Somos de quem quando nos entregamos ao outro? Ainda somos nossos? Quando nos damos ao outro, quem fica comigo? E quem foi entregue, sou eu mesmo? Sou do outro quando me entrego? Pertenço ao outro? Pertenço a ele e a mim mesmo a um só tempo? Como que é possível se entregar ao outro quando nem possuo a mim mesmo, pois faço o que quero e o que quero muitas vezes é o que esperam de mim, aí efetuo. De modo que aquele querer nem era meu. Sabemos cada vez menos de nós mesmos quanto mais procuramos nos conhecer. O outro sabe pouco sobre mim e o que penso sobre mim já mudou quando me aproprio de quem achei que eu era. Quando digo Sou Esse, não sou mais.
Ninguém é mais o que diz ser, quando diz - Sou Esse. Nem mesmo aquele que é seguro do que pensou ser - é. Ele apenas enuncia o que pensa ser, para no fim das contas frustrar-se por não ser o que construiu para si como o ser que diz - Sou Esse.
O que nos faz não sabermos quem somos? Diria que o fato de que nunca estivemos fora de nós mesmos e, portanto, nunca nos vimos, pois nunca houve quem saiu de si, explica algo. Para formularmos o que somos aprendemos um conjunto de adjetivos, absorvemos o que aquelas palavras intentaram expressar, que alguém as fizeram dizer. Mas, a verdade é que a única pessoa que vemos de fora é o Outro.

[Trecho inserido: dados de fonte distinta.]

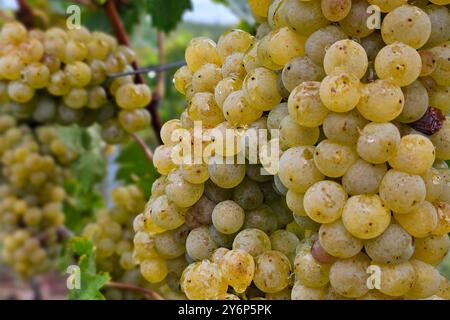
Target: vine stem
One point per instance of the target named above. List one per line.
(130, 287)
(144, 147)
(25, 13)
(122, 37)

Assim sendo, quem sou? Sou o Não-Outro. Eu sou aquilo que resulta do exercício de olhar o outro e pensando entendê-lo e sabê-lo, sou o que imagino que lhe falte, ainda que tudo me falte de igual forma.
O que damos ao Outro quando dizemos estarmos entregues? Que se saliente, destaco com cuidado, sendo a relação de qualquer origem ou espécie. O que damos ao Outro? Responderia, do alto do meu nada-ser, que o que estamos a dar é o que entendemos carecer no Outro, nada além. Portanto, o que manifesto como sendo Sou Esse, nada mais é aquilo que entendo faltar naquele que diante de mim é temporariamente, por enquanto, somente naquele átimo instantâneo, o que pensa ser. Diante disso, prestamos a oferenda para aquilo que no ato, já não é, do Outro provisório, ou aquilo que entendo que ele seja. É o ofertório de sensações e impressões que irão lhe dar lenitivo prazer enquanto a próxima frustração se avizinha. Até o momento em que ela, a frustração que irrompe, chegar e mostrar que ele – Não É.
Então, melhor dizermos que não somos, estamos.
Isso muda tudo.
Isso muda o que somos.
Mesmo não sendo - estando.
Adorei. Lindo texto.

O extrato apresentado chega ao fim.